After the diagnostics stage, we are now going to assess the model’s accuracy. For this, we are going to use the next metrics:
R-Squared: proportion of variation in the outcome that is explained by the predictor variables
RMSE: Root Mean Squared Error. That will measure the average error in predicting the outcome from observations. This is the average difference between the observed actual outcome values and the predicted values.
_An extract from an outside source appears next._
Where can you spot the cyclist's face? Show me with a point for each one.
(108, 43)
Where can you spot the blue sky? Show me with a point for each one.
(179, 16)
MAE: Mean Absolute Error. Average absolute difference between observed and predicted outcomes. Less sensitive to outliers.
m1 <- data.frame(
MODEL = "mpg ~ am + wt + qsec",
R2 = rsquare(fit.cars.2, data = data.cars.mod ),
RMSE = rmse(fit.cars.2, data = data.cars.mod),
MAE = mae(fit.cars.2, data = data.cars.mod) )
m2 <- data.frame(
MODEL = "mpg ~ am * wt + qsec",
R2 = rsquare(fit.cars.3, data = data.cars.mod ),
RMSE = rmse(fit.cars.3, data = data.cars.mod),
MAE = mae(fit.cars.3, data = data.cars.mod) )
metrics <- rbind(m1,m2)
kable(metrics, format = 'markdown')
MODEL | R2 | RMSE | MAE |
---|---|---|---|
mpg ~ am + wt + qsec | 0.8496636 | 2.300040 | 1.931954 |
mpg ~ am * wt + qsec | 0.8958514 | 1.914389 | 1.580804 |
From the above results, we can see the Model 2 = mpg ~ am * wt + qsec , performs better than Model 1, due to the fact that errors are less than the last one. Also, a higher value R-Squared is indicating that 89.5% of the model is explained by the predictor variables.
It will be helpful if we can give an idea of how the Prediction Values VS the Actual Values perform in both Model 1 and 2:
par(mfrow = c(1,2))
plot(predict(fit.cars.2), data.cars$mpg, col = "Blue", cex = 0.6,
xlab="predicted",ylab="actual", main = "MODEL 1: mpg ~ am + wt + qsec")
plot(predict(fit.cars.3), data.cars$mpg, col = "Red", cex = 0.6,
xlab="predicted",ylab="actual", main = "MODEL 2: mpg ~ am*wt + qsec")
In conclusion both models have performed well in terms of predicting the value of MPG. However, MODEL 2 shows less predicting errors so it means that it would be more accurate predictions.